The Honorable Donald H. Rumsfeld
Secretary of Defense
The Pentagon
Washington, D.C. 20301
Dear Secretary Rumsfeld:
The Committee to Protect Journalists (CPJ) is writing to express concern about the reported detention without charge of Sami Muhieddine Muhammad al-Haj, a 33-year-old assistant cameraman for the Qatar-based satellite television network Al-Jazeera.
According to information provided to CPJ by Al-Jazeera, al-Haj, a Sudanese national, is among the several hundred detainees in U.S. custody at Camp X-ray in Guantanamo Bay naval base, Cuba.
Al-Jazeera learned of al-Haj’s detention–first at a U.S. detention camp in Afghanistan and later at Camp X-ray–from letters he sent to the station and to his wife in care of Al-Jazeera that were received beginning in April 2002. His letters identify him as detainee #JJJSDE.

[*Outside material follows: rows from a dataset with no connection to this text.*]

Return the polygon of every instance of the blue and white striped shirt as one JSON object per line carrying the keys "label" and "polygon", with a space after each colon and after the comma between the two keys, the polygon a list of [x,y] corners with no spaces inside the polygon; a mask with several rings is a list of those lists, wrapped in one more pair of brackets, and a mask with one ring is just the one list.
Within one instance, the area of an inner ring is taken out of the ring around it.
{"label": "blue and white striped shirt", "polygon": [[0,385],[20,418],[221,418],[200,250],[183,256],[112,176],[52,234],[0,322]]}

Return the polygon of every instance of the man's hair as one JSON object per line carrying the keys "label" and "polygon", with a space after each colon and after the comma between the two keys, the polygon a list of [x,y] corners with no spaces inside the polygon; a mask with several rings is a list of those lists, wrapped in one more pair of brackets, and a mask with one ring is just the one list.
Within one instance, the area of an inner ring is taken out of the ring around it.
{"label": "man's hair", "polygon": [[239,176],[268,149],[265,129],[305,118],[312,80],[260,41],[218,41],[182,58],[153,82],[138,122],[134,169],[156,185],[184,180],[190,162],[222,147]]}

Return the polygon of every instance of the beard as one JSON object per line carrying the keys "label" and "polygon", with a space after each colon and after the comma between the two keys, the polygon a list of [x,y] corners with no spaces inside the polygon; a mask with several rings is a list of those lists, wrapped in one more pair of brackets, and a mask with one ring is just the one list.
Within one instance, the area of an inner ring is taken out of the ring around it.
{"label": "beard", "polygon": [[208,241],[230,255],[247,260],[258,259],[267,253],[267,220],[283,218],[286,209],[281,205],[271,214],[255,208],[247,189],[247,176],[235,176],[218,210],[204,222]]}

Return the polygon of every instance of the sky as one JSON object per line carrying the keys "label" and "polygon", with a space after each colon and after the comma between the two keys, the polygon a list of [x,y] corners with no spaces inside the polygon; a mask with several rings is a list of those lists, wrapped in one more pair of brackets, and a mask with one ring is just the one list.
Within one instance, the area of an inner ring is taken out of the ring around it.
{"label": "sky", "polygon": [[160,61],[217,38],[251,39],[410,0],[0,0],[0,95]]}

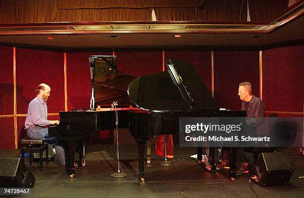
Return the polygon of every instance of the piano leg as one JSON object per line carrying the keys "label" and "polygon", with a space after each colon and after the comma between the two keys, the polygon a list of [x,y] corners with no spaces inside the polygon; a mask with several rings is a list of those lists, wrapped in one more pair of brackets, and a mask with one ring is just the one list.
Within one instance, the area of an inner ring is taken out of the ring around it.
{"label": "piano leg", "polygon": [[137,180],[141,182],[145,181],[145,149],[146,148],[146,141],[138,141],[138,175]]}
{"label": "piano leg", "polygon": [[67,142],[66,149],[66,170],[70,178],[75,174],[75,145],[76,139],[71,139]]}
{"label": "piano leg", "polygon": [[84,166],[84,140],[79,140],[79,162],[78,162],[78,168],[81,168]]}
{"label": "piano leg", "polygon": [[237,147],[230,148],[229,152],[229,177],[230,178],[235,178],[236,172],[236,150]]}
{"label": "piano leg", "polygon": [[217,170],[217,165],[215,163],[215,149],[217,147],[210,147],[209,154],[209,160],[210,161],[210,171],[216,171]]}

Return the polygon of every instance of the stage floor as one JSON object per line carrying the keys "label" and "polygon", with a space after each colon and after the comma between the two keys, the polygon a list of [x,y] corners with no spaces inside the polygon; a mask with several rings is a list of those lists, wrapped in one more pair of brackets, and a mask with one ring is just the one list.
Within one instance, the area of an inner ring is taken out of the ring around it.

According to Al-Jazeera, al-Haj was detained by Pakistani forces on December 15, 2001, after he and an Al-Jazeera reporter attempted to re-enter southern Afghanistan at the Chaman border crossing in Pakistan, station officials said.

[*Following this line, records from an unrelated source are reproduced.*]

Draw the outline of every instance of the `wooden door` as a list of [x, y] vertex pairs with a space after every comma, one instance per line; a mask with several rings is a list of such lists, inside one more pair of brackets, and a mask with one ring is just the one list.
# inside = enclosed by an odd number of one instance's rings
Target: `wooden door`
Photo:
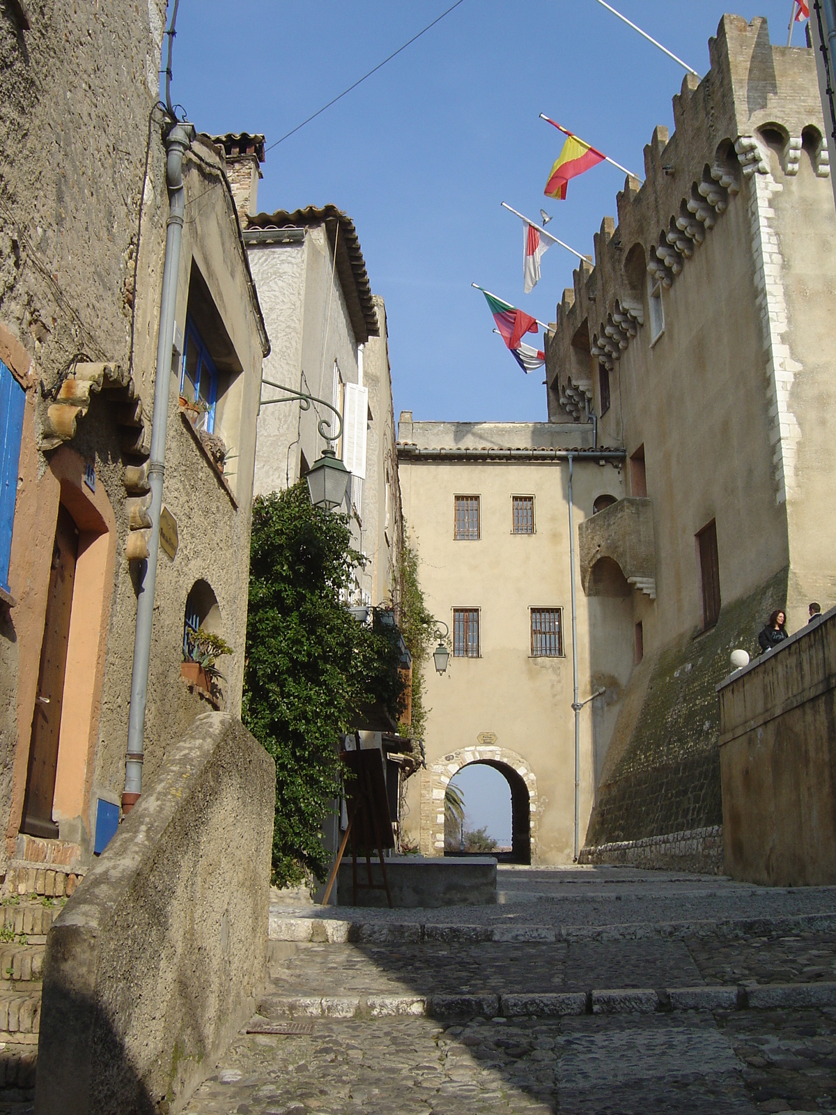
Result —
[[64, 677], [67, 670], [72, 585], [78, 558], [78, 529], [61, 504], [52, 546], [47, 615], [40, 648], [38, 692], [35, 698], [32, 736], [29, 744], [29, 770], [23, 801], [21, 831], [32, 836], [56, 838], [52, 821], [55, 776], [58, 766], [58, 737], [61, 728]]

The reporter who was with al-Haj at the border told CPJ that the cameraman was stopped there by order of Pakistani intelligence. According to the reporter, a Pakistani intelligence official said that there was a problem with al-Haj’s passport.
While CPJ is continuing to investigate the circumstances of al-Haj’s detention, we fear that he may be wrongly detained. Citing the letters it received from al-Haj, Al-Jazeera has expressed concern that his detention may be the result of mistaken identity. In a press release issued last week, Al-Jazeera said that after contacting the Sudanese Ministry of Foreign Affairs, it learned that al-Haj “had reported his passport missing in 2000, there [sic] making it reasonably possible that it was the subject of misuse by persons other than Mr. Al-Haj himself.”
The network has said that American government officials have failed to respond to written requests to the U.S. embassy in Doha for details about al-Haj’s detention.
As a nonpartisan organization of journalists dedicated to the defense of our colleagues worldwide, CPJ is extremely concerned about al-Haj. We urgently request that you clarify the details of his detention and, if in fact U.S. forces have detained him, make public the basis upon which he is being held.
Thank you for your attention to this important matter. We look forward to your prompt reply.